The situations vary depending on cats. Some cats will react to Lady Gaga, some like Taylor Swift, many enjoy Pink.
It doesn’t have to be a particular artist. The music can be classical, pop, rock, or ballad.
What is the sleep melody for cats?
The frequency of the sound cats can hear range up to 64,000 Hz. That makes music for cats specific, although there is no definition for such a thing.
As cats have an incredible hearing sense, they are more sensitive to sound. We can understand it as it’s not the melody that triggers the cat, but probably the tempos.
David Teie, a well-known cellist, composed what is so-called “species-appropriate music” with the sound mimics bird chirping, cat purring and sounds that cats react.
Coming with that is the wild sound like water from the stream, waterfall, or animal singing in the wood.
Sleeping music for cats tends to sing them to sleep, not to make them dance.
Research conducted by Dr. Susan Wagner, a specialist in animal music therapy, shows that many felines have their heartbeat raised and pupils dilated when listening to pop and classical. But for rock, they seem to be stressed out.

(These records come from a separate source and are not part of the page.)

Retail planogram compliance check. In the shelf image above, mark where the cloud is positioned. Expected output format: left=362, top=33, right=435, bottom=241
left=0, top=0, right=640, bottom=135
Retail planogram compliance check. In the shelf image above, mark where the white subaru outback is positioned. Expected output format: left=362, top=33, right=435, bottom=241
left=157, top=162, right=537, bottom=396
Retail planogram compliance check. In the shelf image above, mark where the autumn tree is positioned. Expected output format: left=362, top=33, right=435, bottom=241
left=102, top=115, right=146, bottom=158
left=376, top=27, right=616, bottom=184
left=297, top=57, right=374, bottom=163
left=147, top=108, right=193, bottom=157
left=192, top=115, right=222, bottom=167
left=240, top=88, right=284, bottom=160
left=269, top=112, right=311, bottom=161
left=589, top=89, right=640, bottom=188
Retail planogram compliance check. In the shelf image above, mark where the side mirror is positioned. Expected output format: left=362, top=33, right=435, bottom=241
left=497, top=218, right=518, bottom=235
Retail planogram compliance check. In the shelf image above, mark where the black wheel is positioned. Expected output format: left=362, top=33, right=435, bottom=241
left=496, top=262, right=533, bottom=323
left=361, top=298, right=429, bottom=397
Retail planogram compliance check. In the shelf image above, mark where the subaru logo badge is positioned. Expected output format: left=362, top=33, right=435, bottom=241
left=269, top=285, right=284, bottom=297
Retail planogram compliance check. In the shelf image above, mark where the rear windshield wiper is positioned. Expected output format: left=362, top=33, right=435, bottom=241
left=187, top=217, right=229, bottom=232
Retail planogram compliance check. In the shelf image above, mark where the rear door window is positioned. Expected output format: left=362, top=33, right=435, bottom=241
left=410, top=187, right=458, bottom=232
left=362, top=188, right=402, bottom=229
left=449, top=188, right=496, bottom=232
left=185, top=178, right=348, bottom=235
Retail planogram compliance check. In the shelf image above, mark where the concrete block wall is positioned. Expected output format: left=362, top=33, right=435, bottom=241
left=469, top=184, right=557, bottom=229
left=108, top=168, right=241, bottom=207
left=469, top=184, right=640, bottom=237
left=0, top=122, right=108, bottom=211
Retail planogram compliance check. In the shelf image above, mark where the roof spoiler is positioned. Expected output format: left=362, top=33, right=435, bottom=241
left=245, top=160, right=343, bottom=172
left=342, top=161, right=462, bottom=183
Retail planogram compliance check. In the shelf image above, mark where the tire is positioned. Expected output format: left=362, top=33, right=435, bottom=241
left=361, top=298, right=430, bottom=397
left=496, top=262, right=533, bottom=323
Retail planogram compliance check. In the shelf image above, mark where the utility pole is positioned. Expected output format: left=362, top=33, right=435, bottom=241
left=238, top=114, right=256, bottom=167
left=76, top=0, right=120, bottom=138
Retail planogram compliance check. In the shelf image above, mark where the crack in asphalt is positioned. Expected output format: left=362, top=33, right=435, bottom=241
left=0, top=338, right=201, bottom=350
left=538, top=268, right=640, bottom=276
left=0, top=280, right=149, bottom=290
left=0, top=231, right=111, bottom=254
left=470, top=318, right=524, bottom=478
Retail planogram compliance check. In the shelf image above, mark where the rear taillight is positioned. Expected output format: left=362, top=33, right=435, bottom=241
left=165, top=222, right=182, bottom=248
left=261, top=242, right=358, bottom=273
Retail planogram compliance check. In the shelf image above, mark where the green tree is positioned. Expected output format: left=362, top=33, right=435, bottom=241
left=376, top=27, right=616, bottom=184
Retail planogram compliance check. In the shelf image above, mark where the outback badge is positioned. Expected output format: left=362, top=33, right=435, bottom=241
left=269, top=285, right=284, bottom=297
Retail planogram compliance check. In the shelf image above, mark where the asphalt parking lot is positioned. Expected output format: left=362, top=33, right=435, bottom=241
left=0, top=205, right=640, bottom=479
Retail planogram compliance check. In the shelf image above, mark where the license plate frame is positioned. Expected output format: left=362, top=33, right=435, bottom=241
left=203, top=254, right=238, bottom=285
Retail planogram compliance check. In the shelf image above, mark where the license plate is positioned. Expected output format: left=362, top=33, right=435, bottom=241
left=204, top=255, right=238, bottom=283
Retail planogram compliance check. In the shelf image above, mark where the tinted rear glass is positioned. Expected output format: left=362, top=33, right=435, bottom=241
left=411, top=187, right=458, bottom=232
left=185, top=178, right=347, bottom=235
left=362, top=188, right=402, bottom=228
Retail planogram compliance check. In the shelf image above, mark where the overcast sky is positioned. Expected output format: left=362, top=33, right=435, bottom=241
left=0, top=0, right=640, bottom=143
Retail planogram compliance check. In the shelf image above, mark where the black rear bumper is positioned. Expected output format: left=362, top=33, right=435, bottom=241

Natural sound has the same soothing effect in most cats.
A curating playlist for kitties
You can craft a playlist of sleep melody for cats, picking various instruments like flute, piano, cello, and harp, which can create frequencies cats prefer.
Anyhow, the sound that pierces the ears are not recommended though it’s at high frequencies as it would panic the cats.
Have fun enjoying music with your meow fellow.